The dead army (Ezek. 37:4–8). Ezekiel had prophesied to the mountains (6:2; 36:1) and to the forests (20:47), and now he is commanded to prophesy to the dead bones. The Word of the Lord is “living and powerful” (Heb. 4:12); it not only has life but it imparts life (1 Peter 1:23). “The words that I speak to you, are spirit, and they are life” (John 6:63, nkjv). God’s word of command in Ezekiel 37:4 is followed by His word of promise in verses 5 and 6. Ezekiel believed the promise and obeyed the command, and the bones came together. Then the skeletons were covered with flesh and skin so that what was lying there in the valley looked like a sleeping army. The bodies lacked only one thing: life.

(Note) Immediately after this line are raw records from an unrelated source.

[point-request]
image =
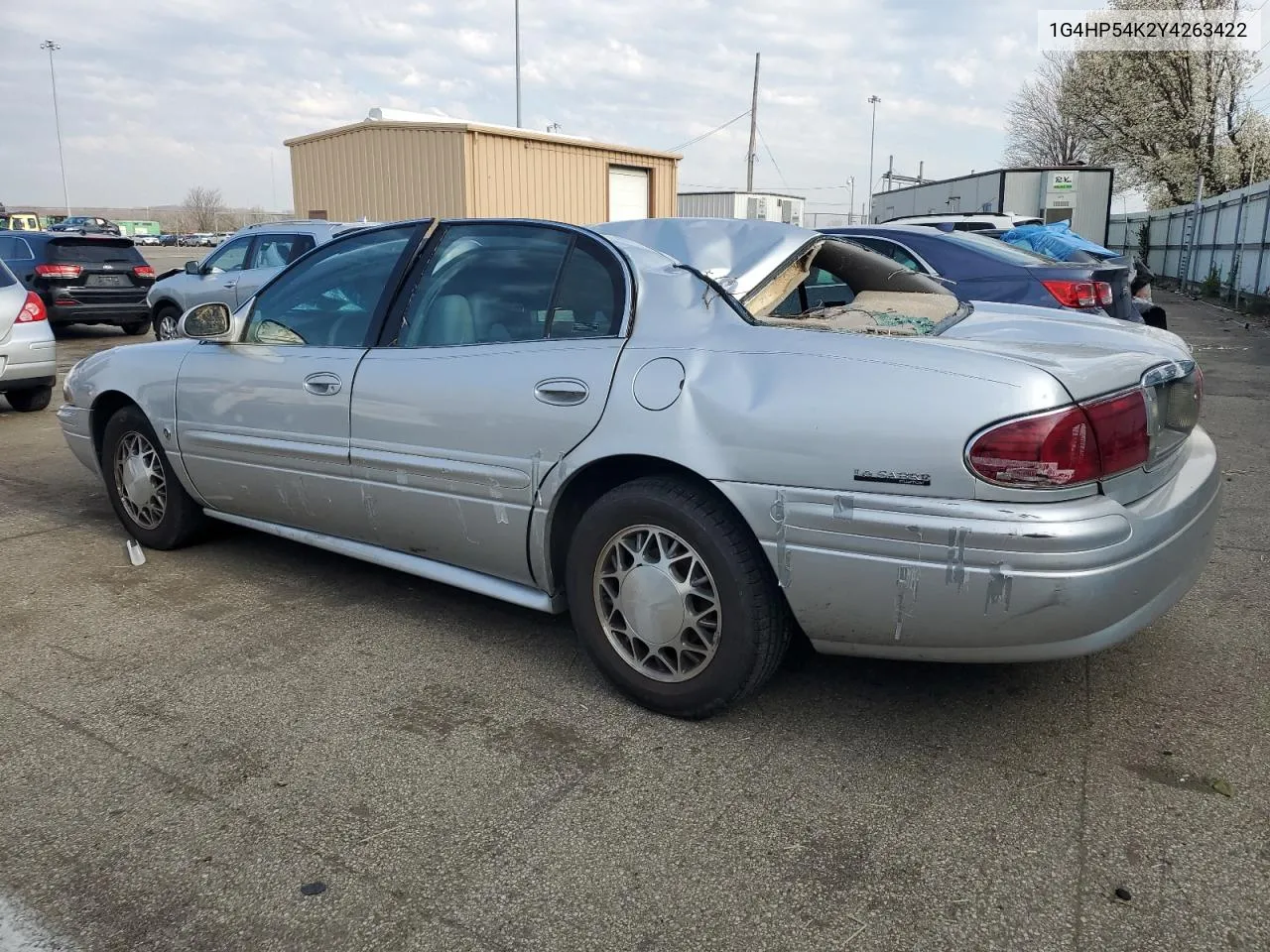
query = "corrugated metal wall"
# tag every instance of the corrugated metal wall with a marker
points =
(721, 204)
(534, 178)
(1092, 204)
(382, 172)
(403, 171)
(1233, 235)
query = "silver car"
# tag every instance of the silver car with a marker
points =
(694, 434)
(28, 353)
(235, 270)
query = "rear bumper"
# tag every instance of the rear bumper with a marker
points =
(94, 311)
(949, 580)
(28, 357)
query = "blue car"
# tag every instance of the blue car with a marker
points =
(979, 268)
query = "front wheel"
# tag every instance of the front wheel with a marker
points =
(141, 485)
(674, 599)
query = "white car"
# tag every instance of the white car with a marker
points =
(28, 353)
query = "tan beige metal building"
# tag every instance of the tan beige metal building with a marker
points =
(445, 168)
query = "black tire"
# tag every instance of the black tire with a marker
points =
(182, 518)
(163, 313)
(26, 402)
(753, 627)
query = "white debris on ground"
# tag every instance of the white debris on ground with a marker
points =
(21, 932)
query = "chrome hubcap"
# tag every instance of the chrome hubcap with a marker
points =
(140, 481)
(657, 603)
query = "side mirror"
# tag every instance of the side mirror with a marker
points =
(209, 321)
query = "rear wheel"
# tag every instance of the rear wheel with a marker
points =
(141, 485)
(674, 599)
(28, 400)
(166, 322)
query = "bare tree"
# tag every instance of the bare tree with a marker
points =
(1166, 117)
(202, 208)
(1039, 131)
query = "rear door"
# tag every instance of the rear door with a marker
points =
(494, 365)
(263, 422)
(270, 255)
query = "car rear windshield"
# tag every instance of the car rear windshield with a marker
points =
(93, 252)
(1010, 254)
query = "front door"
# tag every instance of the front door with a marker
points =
(495, 362)
(263, 422)
(218, 275)
(271, 254)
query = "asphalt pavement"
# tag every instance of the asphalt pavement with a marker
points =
(254, 746)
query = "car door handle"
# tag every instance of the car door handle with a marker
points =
(562, 391)
(322, 384)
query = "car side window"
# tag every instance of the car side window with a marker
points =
(485, 285)
(14, 249)
(329, 298)
(589, 296)
(229, 258)
(280, 250)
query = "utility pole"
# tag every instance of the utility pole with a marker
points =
(517, 63)
(873, 128)
(753, 131)
(58, 119)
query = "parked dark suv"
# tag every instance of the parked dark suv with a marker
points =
(82, 278)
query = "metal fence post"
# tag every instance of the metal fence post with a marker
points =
(1261, 248)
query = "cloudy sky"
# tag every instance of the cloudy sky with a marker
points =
(158, 95)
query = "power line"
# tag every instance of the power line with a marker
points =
(706, 135)
(769, 149)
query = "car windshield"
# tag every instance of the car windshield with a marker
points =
(1010, 254)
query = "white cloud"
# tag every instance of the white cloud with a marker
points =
(160, 96)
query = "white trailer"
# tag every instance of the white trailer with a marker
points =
(767, 206)
(1076, 193)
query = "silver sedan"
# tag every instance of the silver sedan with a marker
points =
(698, 435)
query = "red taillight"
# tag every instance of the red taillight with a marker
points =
(1065, 447)
(33, 309)
(1120, 428)
(1074, 294)
(59, 271)
(1053, 449)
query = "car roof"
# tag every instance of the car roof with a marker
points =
(880, 230)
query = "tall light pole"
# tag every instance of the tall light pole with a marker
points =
(873, 128)
(58, 119)
(517, 63)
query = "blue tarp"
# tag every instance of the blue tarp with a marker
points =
(1055, 240)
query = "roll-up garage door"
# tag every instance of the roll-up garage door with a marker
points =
(627, 193)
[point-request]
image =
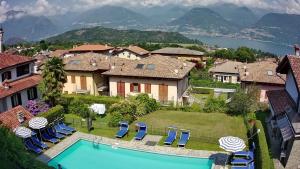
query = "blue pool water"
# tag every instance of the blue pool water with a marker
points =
(84, 155)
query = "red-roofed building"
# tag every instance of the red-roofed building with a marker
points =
(15, 117)
(18, 83)
(285, 108)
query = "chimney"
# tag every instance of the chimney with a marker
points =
(1, 39)
(297, 50)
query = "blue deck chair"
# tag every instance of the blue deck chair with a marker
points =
(172, 133)
(30, 146)
(54, 133)
(184, 137)
(62, 131)
(124, 127)
(38, 142)
(142, 131)
(65, 127)
(47, 137)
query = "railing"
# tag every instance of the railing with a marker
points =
(196, 135)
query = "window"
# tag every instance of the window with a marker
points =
(6, 75)
(148, 88)
(16, 100)
(73, 79)
(22, 70)
(135, 87)
(32, 93)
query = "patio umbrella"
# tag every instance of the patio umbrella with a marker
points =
(232, 144)
(23, 132)
(38, 123)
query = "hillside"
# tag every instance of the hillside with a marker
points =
(276, 27)
(113, 36)
(204, 19)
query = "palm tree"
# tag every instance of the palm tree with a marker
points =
(54, 77)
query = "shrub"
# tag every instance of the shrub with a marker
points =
(215, 104)
(53, 113)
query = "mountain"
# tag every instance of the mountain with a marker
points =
(110, 16)
(204, 19)
(113, 36)
(28, 27)
(276, 27)
(241, 16)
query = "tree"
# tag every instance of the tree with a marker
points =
(244, 101)
(54, 77)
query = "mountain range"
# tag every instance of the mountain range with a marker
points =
(217, 20)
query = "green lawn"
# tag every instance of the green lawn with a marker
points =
(206, 128)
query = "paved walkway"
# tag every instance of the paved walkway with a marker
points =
(219, 157)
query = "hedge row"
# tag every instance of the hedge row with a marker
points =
(53, 113)
(89, 99)
(213, 84)
(262, 156)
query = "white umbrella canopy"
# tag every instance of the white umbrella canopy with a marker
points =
(232, 144)
(23, 132)
(38, 122)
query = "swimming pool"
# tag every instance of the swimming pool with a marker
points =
(85, 155)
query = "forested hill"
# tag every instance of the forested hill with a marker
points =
(117, 37)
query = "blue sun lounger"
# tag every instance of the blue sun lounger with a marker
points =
(65, 127)
(141, 132)
(47, 137)
(38, 142)
(62, 131)
(55, 134)
(30, 146)
(171, 136)
(124, 127)
(184, 137)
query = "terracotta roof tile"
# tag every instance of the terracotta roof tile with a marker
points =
(90, 48)
(10, 119)
(20, 85)
(8, 60)
(280, 100)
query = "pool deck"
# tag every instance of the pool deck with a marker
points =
(219, 157)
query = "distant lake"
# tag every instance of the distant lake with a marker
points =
(278, 49)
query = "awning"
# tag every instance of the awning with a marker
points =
(285, 127)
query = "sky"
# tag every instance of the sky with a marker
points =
(54, 7)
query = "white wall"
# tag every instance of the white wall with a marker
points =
(172, 87)
(291, 87)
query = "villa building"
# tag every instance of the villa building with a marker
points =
(132, 53)
(285, 108)
(226, 72)
(181, 53)
(18, 83)
(163, 78)
(262, 74)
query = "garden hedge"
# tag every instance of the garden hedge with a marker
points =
(262, 156)
(53, 113)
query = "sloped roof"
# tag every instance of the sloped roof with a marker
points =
(8, 60)
(20, 85)
(227, 67)
(262, 72)
(83, 62)
(89, 48)
(177, 51)
(10, 119)
(155, 66)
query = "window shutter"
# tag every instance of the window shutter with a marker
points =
(131, 87)
(139, 87)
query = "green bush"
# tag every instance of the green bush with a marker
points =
(53, 113)
(215, 104)
(202, 91)
(262, 156)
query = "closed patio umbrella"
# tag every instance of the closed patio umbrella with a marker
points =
(232, 144)
(23, 132)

The living army (Ezek. 37:9–14). God commanded Ezekiel to prophesy to the wind and told him what to say. In the Hebrew language, the word ruah can mean wind, breath, spirit, or Spirit. Jesus made use of this when He spoke to Nicodemus about the blowing of the wind and the new birth through the Spirit (John 3:5–8). There’s also a reference here to the creation of Adam in Genesis 2. At his creation, Adam was complete physically, but he had no life until the breath of God entered into him (v. 7). When Ezekiel spoke the living Word of God, the breath from God entered the dead bodies and they lived and stood to their feet.
The Lord then explained the meaning of the vision. The dead dry bones represent the whole Jewish nation, both Israel and Judah, a divided nation and a dead nation, like bleached bones on a battlefield. Israel’s situation seemed hopeless, but “with God, all things are possible” (Matt. 19:26). There will come a day when God’s living Word of command will go forth and call His people from their “graves,” the nations to which they have been scattered across the world (Ezek. 37:21; Jer. 31:8; Matt. 24:31). The Children of Israel will come together, but the nation will not have spiritual life until they see their Messiah, believe on Him, and receive the gift of the Holy Spirit of life (Ezek. 39:29; Zech. 12:9–13:1). The nation will be born—and born again—“in a day” (Isa. 66:7–9).

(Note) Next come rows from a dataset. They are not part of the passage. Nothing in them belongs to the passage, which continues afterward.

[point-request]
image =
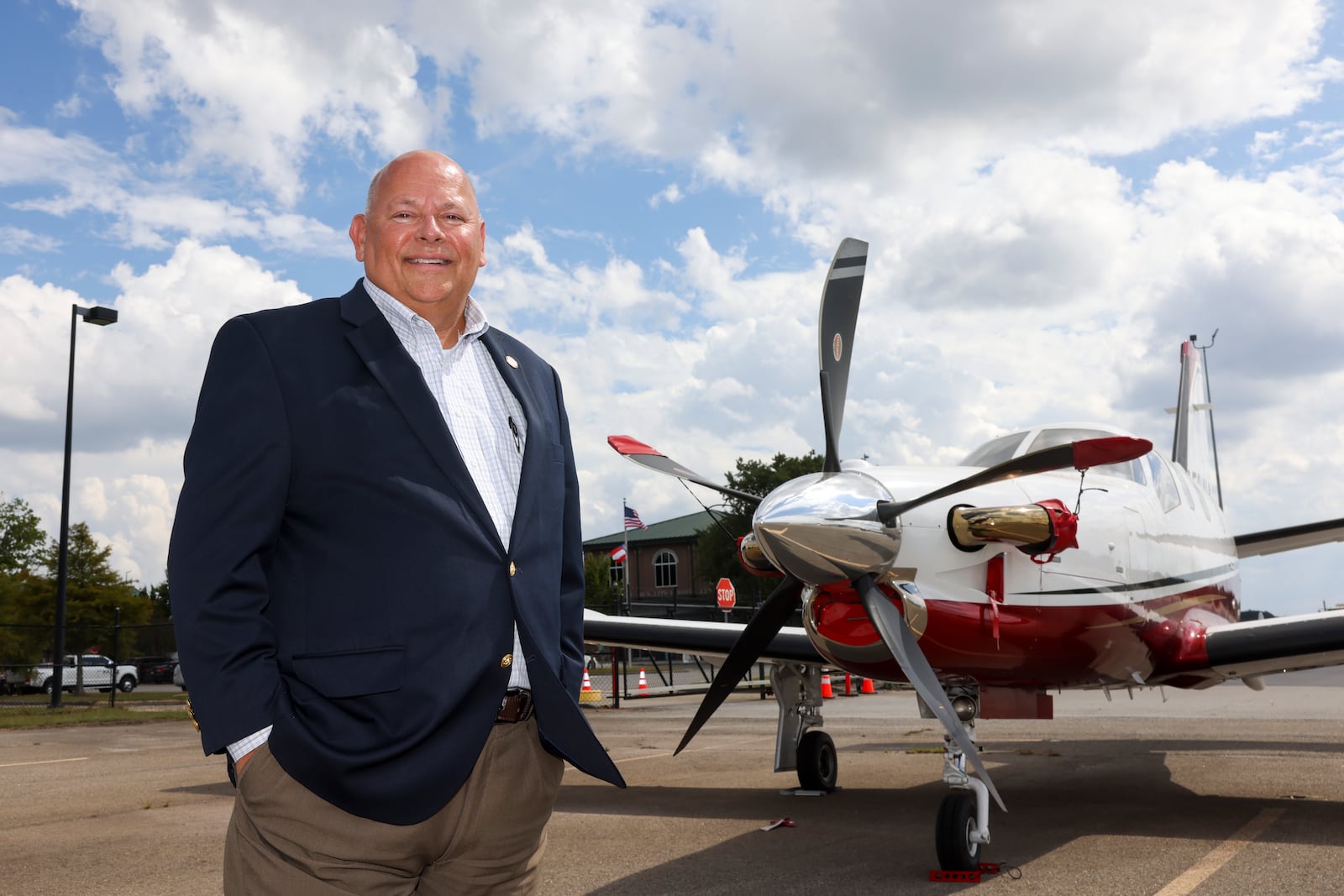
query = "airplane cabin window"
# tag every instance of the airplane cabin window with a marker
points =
(995, 452)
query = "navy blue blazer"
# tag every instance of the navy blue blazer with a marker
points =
(335, 574)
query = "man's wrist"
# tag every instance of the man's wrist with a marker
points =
(245, 746)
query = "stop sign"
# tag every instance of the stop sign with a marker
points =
(726, 594)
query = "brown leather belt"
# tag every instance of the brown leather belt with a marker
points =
(517, 705)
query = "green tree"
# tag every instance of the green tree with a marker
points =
(20, 537)
(94, 591)
(22, 598)
(158, 597)
(717, 551)
(598, 591)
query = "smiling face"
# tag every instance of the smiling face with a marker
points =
(423, 238)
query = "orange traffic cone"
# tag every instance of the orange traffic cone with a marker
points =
(588, 694)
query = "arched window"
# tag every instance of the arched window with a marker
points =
(664, 570)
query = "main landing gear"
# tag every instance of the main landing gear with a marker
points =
(800, 745)
(963, 822)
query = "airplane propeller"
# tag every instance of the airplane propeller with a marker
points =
(904, 647)
(1081, 456)
(837, 324)
(837, 318)
(850, 517)
(766, 622)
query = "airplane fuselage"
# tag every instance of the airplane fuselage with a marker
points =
(1155, 567)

Of course, there’s a spiritual application in this vision for any individual or ministry that is in need of new life from God. Too often God’s people are like that standing army, lifelike but not alive. How does the life come? Through the Holy Spirit using the faithful proclamation of the Word of God. Said Charles Spurgeon, “Decayed churches can most certainly be revived by the preaching of the Word, accompanied by the coming of the heavenly breath from the four winds.” From time to time, in response to His people’s prayers, the Lord has seen fit to send a new “breath of life” to His church and His servants, and for that blessing we should be praying today.